Ancien collaborateur de Jacques Delors puis de Lionel Jospin, Jouyet avait travaillé avec Nicolas Sarkozy avant son entrée au gouvernement: en 2004, l'ancien énarque avait rejoint Sarko au ministère de l'économie et des finances comme directeur du Trésor puis ambassadeur chargé des questions économiques internationales. L'homme a des réseaux. Le journaliste Fabrice Nicolino relate sur son blog qu'il est proche de Christophe de Margerie, le patron de Total, et qu'il est membre du « conseil d’administration de The Aspen Institute, maison mère atlantiste d’Aspen France. »
Il n'a pas tenu deux ans au gouvernement Sarkozy/Fillon. En décembre 2008, il a filé à la tête de l'Autorité des Marchés Financiers. La période n'était pas facile, on sortait d'un gigantesque Krach boursier, et il fallait réguler la planète finances.
... à 2012
Pendant la campagne présidentielle, certains de l'équipe Hollande étaient agacés par sa reconversion « hollandaise ». Il avait d'abord affiché son soutien public à Hollande pendant les primaires, le candidat n'avait rien demandé.
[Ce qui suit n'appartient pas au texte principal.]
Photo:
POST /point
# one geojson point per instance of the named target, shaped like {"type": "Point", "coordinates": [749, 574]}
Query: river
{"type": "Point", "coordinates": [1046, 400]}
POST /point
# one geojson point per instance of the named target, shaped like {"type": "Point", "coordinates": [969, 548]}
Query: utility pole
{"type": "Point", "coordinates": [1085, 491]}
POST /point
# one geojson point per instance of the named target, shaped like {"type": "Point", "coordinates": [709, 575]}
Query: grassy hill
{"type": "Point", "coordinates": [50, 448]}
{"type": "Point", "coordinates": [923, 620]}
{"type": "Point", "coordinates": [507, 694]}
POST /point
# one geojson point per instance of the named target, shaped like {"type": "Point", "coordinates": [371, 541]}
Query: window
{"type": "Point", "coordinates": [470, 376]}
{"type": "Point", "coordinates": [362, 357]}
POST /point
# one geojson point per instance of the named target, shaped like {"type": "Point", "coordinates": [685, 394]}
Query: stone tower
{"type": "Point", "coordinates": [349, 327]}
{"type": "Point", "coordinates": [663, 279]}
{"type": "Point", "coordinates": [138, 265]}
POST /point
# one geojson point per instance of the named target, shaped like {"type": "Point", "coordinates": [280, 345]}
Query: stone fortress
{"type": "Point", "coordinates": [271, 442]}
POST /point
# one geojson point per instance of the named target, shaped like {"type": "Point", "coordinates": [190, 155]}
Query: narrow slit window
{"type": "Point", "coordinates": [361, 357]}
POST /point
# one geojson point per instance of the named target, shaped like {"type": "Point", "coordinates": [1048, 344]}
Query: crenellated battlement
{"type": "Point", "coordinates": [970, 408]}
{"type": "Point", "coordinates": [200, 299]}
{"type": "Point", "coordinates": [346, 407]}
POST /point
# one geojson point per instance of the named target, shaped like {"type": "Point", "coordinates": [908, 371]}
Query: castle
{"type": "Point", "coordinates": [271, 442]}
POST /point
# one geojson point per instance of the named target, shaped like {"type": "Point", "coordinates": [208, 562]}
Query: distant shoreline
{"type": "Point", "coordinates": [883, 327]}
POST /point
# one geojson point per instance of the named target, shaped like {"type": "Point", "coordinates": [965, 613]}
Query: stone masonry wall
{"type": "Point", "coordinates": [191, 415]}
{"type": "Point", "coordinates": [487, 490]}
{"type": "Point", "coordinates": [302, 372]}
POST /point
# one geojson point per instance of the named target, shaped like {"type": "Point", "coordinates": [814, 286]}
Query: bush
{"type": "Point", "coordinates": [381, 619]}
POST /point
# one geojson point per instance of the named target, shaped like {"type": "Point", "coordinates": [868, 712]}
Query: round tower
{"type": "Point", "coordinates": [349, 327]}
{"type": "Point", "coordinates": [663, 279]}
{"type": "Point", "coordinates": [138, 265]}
Il avait lâché imprudemment que Jean-Marc Ayrault serait premier ministre. Une rumeur l'avait même placée à l'Elysée, au secrétariat général. L'homme l'avait laissé prospérer quelques heures dans les cercles médiatiques.
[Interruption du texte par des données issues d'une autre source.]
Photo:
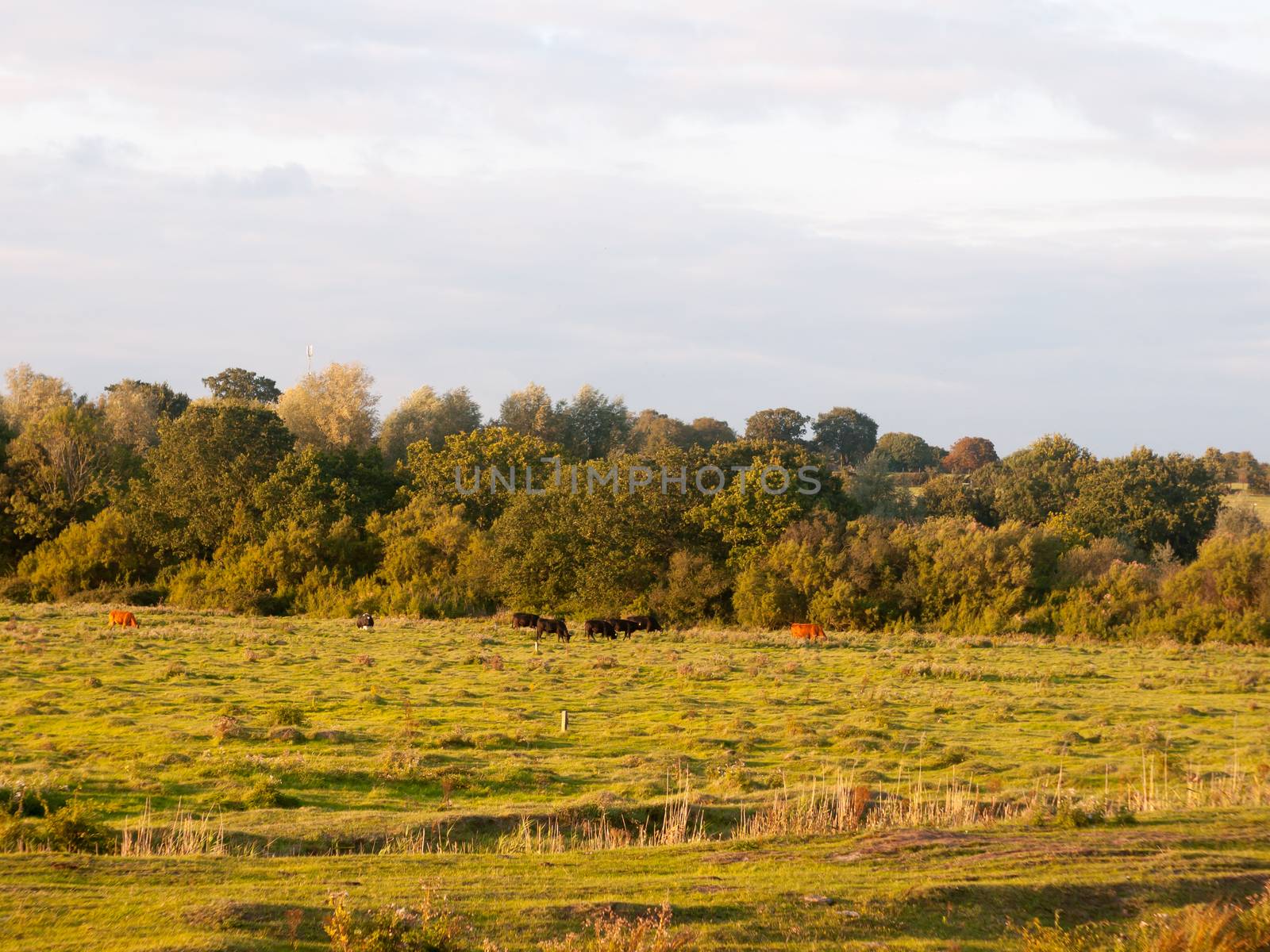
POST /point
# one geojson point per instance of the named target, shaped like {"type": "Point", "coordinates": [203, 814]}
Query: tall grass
{"type": "Point", "coordinates": [184, 835]}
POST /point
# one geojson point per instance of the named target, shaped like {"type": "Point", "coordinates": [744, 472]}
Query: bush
{"type": "Point", "coordinates": [16, 589]}
{"type": "Point", "coordinates": [74, 829]}
{"type": "Point", "coordinates": [103, 551]}
{"type": "Point", "coordinates": [287, 716]}
{"type": "Point", "coordinates": [429, 927]}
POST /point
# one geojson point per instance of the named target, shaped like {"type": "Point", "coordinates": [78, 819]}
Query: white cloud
{"type": "Point", "coordinates": [991, 216]}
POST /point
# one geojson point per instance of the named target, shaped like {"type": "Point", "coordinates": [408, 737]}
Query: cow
{"type": "Point", "coordinates": [600, 626]}
{"type": "Point", "coordinates": [524, 620]}
{"type": "Point", "coordinates": [806, 630]}
{"type": "Point", "coordinates": [624, 626]}
{"type": "Point", "coordinates": [645, 622]}
{"type": "Point", "coordinates": [552, 626]}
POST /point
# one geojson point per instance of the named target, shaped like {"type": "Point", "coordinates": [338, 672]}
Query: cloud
{"type": "Point", "coordinates": [991, 216]}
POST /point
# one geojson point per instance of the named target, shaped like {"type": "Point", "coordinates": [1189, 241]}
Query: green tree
{"type": "Point", "coordinates": [1149, 501]}
{"type": "Point", "coordinates": [87, 555]}
{"type": "Point", "coordinates": [318, 489]}
{"type": "Point", "coordinates": [706, 432]}
{"type": "Point", "coordinates": [531, 412]}
{"type": "Point", "coordinates": [906, 452]}
{"type": "Point", "coordinates": [238, 384]}
{"type": "Point", "coordinates": [779, 425]}
{"type": "Point", "coordinates": [845, 435]}
{"type": "Point", "coordinates": [876, 492]}
{"type": "Point", "coordinates": [203, 473]}
{"type": "Point", "coordinates": [333, 409]}
{"type": "Point", "coordinates": [461, 471]}
{"type": "Point", "coordinates": [1041, 480]}
{"type": "Point", "coordinates": [960, 495]}
{"type": "Point", "coordinates": [653, 431]}
{"type": "Point", "coordinates": [431, 416]}
{"type": "Point", "coordinates": [596, 550]}
{"type": "Point", "coordinates": [133, 409]}
{"type": "Point", "coordinates": [59, 469]}
{"type": "Point", "coordinates": [592, 424]}
{"type": "Point", "coordinates": [969, 454]}
{"type": "Point", "coordinates": [31, 397]}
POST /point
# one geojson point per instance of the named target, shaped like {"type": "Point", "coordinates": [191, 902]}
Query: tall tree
{"type": "Point", "coordinates": [450, 475]}
{"type": "Point", "coordinates": [778, 425]}
{"type": "Point", "coordinates": [1149, 501]}
{"type": "Point", "coordinates": [969, 454]}
{"type": "Point", "coordinates": [203, 471]}
{"type": "Point", "coordinates": [653, 431]}
{"type": "Point", "coordinates": [32, 395]}
{"type": "Point", "coordinates": [1041, 480]}
{"type": "Point", "coordinates": [706, 431]}
{"type": "Point", "coordinates": [333, 409]}
{"type": "Point", "coordinates": [60, 470]}
{"type": "Point", "coordinates": [429, 416]}
{"type": "Point", "coordinates": [133, 409]}
{"type": "Point", "coordinates": [594, 424]}
{"type": "Point", "coordinates": [845, 435]}
{"type": "Point", "coordinates": [238, 384]}
{"type": "Point", "coordinates": [906, 452]}
{"type": "Point", "coordinates": [533, 413]}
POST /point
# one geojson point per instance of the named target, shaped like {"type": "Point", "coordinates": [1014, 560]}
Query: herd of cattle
{"type": "Point", "coordinates": [605, 628]}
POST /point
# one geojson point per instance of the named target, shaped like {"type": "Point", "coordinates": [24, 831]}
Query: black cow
{"type": "Point", "coordinates": [645, 622]}
{"type": "Point", "coordinates": [598, 626]}
{"type": "Point", "coordinates": [552, 626]}
{"type": "Point", "coordinates": [625, 628]}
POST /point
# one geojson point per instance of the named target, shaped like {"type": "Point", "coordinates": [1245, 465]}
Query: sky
{"type": "Point", "coordinates": [990, 217]}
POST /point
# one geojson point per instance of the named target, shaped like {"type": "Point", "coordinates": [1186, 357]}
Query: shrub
{"type": "Point", "coordinates": [264, 793]}
{"type": "Point", "coordinates": [74, 829]}
{"type": "Point", "coordinates": [429, 927]}
{"type": "Point", "coordinates": [287, 716]}
{"type": "Point", "coordinates": [615, 933]}
{"type": "Point", "coordinates": [103, 551]}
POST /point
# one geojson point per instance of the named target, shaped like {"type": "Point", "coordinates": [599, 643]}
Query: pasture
{"type": "Point", "coordinates": [869, 791]}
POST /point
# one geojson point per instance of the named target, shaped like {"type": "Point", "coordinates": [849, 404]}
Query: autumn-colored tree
{"type": "Point", "coordinates": [333, 409]}
{"type": "Point", "coordinates": [431, 416]}
{"type": "Point", "coordinates": [845, 435]}
{"type": "Point", "coordinates": [238, 384]}
{"type": "Point", "coordinates": [906, 452]}
{"type": "Point", "coordinates": [779, 425]}
{"type": "Point", "coordinates": [969, 454]}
La candidature de Jouyet doit encore être examinée. Un communiqué des services du premier ministre a précisé que « les commissions intéressées de l'Assemblée nationale et du Sénat se prononceront sur ce projet de nomination dans les conditions prévues par l'article 13 de la Constitution, après que la commission de déontologie aura rendu son avis ».
Laurent Mauduit, pour Mediapart, a un peu trop rapidement comparé cette nomination à celle de François Pérol sous Nicolas Sarkozy: « Politiquement discutable, éthiquement choquante, cette promotion pourrait, de surcroît, être contraire aux règles du Code pénal encadrant le pantouflage, selon les informations recueillies par Mediapart auprès de plusieurs hauts magistrats. »
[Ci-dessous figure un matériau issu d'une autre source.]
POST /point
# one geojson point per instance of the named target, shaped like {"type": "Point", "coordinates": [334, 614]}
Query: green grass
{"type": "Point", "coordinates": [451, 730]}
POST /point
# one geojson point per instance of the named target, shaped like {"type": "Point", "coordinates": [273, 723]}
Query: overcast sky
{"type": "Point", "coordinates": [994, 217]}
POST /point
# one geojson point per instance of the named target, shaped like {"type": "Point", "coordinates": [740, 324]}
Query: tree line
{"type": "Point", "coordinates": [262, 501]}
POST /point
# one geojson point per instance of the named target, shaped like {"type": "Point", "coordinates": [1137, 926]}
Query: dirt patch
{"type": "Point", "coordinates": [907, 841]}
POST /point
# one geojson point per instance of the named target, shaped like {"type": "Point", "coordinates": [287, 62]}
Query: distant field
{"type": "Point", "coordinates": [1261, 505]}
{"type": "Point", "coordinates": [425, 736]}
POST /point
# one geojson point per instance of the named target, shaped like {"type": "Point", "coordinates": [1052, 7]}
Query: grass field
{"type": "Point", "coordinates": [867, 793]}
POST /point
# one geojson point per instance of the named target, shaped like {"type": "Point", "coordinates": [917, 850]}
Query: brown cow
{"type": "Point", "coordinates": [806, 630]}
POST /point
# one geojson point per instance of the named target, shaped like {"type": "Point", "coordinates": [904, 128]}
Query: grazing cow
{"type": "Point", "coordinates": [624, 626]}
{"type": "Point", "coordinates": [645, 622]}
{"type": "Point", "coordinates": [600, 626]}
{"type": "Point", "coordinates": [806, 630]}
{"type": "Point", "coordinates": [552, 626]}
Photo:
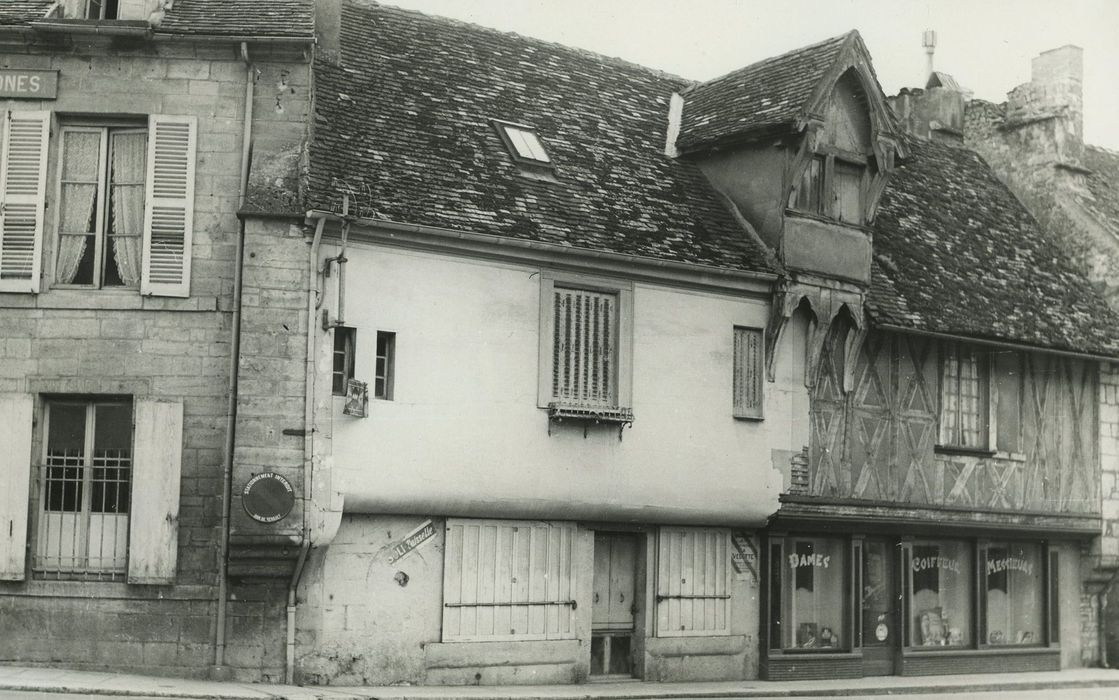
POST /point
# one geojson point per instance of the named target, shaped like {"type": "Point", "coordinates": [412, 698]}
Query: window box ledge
{"type": "Point", "coordinates": [589, 415]}
{"type": "Point", "coordinates": [975, 452]}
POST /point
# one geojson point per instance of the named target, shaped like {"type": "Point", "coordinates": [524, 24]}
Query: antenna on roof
{"type": "Point", "coordinates": [929, 41]}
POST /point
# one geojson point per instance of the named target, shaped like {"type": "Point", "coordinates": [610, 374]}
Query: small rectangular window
{"type": "Point", "coordinates": [749, 372]}
{"type": "Point", "coordinates": [965, 397]}
{"type": "Point", "coordinates": [342, 371]}
{"type": "Point", "coordinates": [524, 143]}
{"type": "Point", "coordinates": [85, 489]}
{"type": "Point", "coordinates": [386, 360]}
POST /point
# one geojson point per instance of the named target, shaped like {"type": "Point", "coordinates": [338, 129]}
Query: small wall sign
{"type": "Point", "coordinates": [268, 498]}
{"type": "Point", "coordinates": [28, 84]}
{"type": "Point", "coordinates": [412, 541]}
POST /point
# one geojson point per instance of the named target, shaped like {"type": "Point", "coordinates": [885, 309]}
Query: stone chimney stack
{"type": "Point", "coordinates": [1054, 93]}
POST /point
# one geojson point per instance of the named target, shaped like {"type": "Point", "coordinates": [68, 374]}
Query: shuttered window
{"type": "Point", "coordinates": [22, 186]}
{"type": "Point", "coordinates": [585, 343]}
{"type": "Point", "coordinates": [169, 210]}
{"type": "Point", "coordinates": [749, 372]}
{"type": "Point", "coordinates": [508, 580]}
{"type": "Point", "coordinates": [965, 397]}
{"type": "Point", "coordinates": [693, 583]}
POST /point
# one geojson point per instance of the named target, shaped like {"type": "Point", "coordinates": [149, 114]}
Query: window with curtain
{"type": "Point", "coordinates": [964, 397]}
{"type": "Point", "coordinates": [102, 172]}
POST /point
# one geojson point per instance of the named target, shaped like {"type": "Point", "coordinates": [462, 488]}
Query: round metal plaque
{"type": "Point", "coordinates": [268, 497]}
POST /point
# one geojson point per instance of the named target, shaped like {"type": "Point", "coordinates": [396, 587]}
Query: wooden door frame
{"type": "Point", "coordinates": [641, 588]}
La nomination de Pérol à la tête des Caisses d'épargne et de la Banque populaire était choquante parce que le nommé quittait l'Elysée où il s'était précisément occupé du secteur bancaire en pleine crise. Jouyet quitte lui une autorité publique et indépendante pour une banque publique après avis de la Commission de déontologie.
Mauduit s'indigne que Jean-Pierre Jouyet puisse survivre « à l’alternance », et décrocher « l’un des plus beaux et des plus influents » postes de la République, « pour une seule et unique raison : il est l’ami intime du nouveau président.» Mauduit s'égare. Jouyet avait des compétences, nous l'avons vu.
La critique, pour être efficace, doit être précise.